A melhor crítica ao livro veio de um outro autor polaco, mais famoso e respeitado, Stanisław Lem, que disse num ensaio seu sobre este livro: "O parasitismo sexual na era do genocídio é uma das maiores abominações imagináveis". É exatamente isso que temos aqui. Kosiński que não viveu nada dos horrores que relata, nem nada próximo do que viveram milhões de judeus, veio aproveitar-se, sem qualquer pudor da desgraça alheia para obter prazer e fama. É mau demais, admito que é ousado, escrever tanta aberração e depois colar-lhe o rótulo do Holocausto, é preciso alguém muito particular para se atrever a tamanha façanha. Mas desde o fim da guerra não faltaram pessoas a fazer passar-se por sobreviventes do Holocausto, foram encontrados e desmascarados muitos, mas muitos outros conseguiram benesses à custa da compaixão e culpa de muitos. Mas Kosiński consegue ser pior do que esses, porque não apenas procurou tirar vantagem do Holocausto, não teve qualquer pudor em apontar o dedo, atirar culpas, e ganhar com isso. É mais assustador pensar na mente de quem escreveu isto, do que nos personagens grotescos inventados pelo autor.

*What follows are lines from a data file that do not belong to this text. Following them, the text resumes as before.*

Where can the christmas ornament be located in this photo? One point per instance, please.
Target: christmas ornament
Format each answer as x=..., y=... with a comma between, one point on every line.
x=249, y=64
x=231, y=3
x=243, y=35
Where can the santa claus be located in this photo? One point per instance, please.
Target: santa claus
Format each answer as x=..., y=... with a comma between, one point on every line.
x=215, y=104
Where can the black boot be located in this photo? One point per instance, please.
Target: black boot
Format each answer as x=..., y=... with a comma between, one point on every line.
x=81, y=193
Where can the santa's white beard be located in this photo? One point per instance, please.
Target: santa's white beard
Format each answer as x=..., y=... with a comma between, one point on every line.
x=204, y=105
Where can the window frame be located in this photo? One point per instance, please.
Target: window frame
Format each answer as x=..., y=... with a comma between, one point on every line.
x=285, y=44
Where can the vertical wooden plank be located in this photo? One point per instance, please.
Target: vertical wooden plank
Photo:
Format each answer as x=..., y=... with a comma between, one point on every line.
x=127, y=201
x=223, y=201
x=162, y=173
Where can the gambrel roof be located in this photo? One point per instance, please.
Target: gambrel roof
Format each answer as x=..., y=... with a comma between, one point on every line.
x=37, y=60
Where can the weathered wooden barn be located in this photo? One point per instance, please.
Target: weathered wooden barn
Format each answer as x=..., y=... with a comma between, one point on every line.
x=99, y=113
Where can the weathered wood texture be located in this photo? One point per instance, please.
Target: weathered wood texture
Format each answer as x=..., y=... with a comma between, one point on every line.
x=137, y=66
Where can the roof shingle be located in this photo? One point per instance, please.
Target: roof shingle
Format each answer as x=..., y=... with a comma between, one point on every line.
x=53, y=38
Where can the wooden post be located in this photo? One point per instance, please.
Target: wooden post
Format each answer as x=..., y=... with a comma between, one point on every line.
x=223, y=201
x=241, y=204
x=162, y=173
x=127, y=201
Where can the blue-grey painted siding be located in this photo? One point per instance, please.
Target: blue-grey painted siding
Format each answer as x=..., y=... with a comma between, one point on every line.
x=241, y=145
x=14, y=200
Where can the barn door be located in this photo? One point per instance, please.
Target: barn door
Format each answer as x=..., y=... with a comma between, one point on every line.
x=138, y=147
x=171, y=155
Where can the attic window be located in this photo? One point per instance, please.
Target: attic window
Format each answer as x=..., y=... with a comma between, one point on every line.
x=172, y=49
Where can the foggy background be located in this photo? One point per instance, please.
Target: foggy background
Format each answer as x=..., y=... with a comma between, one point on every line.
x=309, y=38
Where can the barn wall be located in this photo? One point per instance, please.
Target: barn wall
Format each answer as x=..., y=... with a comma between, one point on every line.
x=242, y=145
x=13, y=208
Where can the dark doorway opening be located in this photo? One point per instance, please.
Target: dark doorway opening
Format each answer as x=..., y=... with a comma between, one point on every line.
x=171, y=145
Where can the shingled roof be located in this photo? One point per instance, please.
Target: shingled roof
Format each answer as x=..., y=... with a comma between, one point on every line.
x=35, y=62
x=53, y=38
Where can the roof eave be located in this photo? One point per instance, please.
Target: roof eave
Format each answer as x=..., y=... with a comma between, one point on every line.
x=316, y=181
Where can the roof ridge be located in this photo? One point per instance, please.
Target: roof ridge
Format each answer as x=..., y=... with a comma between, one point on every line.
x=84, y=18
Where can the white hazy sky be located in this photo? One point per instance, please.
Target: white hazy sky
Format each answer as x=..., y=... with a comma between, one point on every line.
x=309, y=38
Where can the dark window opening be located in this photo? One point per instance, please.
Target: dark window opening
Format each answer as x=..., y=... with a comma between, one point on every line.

Mas comecei por falar num texto pseudo-intelectual que não era o livro em si. Assim, a meio do livro resolvi ler o posfácio, precisava de compreender melhor a mente distorciada que tinha engendrado tal. Começo a ler, e surge uma boa escrita, uma excelente articulação da forma, mas aos poucos vou percebendo que o fluxo semântico não progride, começa a arrastar-se, a enredar-se. Kosiński investe várias páginas a dizer que o livro que escreveu, “O Pássaro Pintado”, é ficção e simultaneamente não-ficção! Cita autores, escritores, psicanalistas, filósofos, e anda à volta, à roda, não saindo do lugar, tudo para justificar o injustificável. Kosiński não quer admitir que o que escreveu é uma total invenção, mas também não quer dizer que foi algo que viveu. Para tornar tudo mais rebuscado, escreve na terceira-pessoa, como se não fosse sobre ele, sobre si próprio que fala, mostrando a sua tentativa desesperada por desligar-se de uma enorme mentira. O texto é um exercício de atirar areia para os olhos das pessoas, um discurso elaborado, cheio de grandes vocábulos, grandes autores, tudo para dizer nada. No final percebemos que Kosiński realmente não tinha nada para oferecer com esta obra, na sua cabeça existia apenas um vazio.

Fecho com palavras de Virginia Woolf, em "Um Quarto Só Seu": 

"A ficção deve cingir-se aos factos, e quanto mais verdadeiros forem os factos, melhor será a ficção."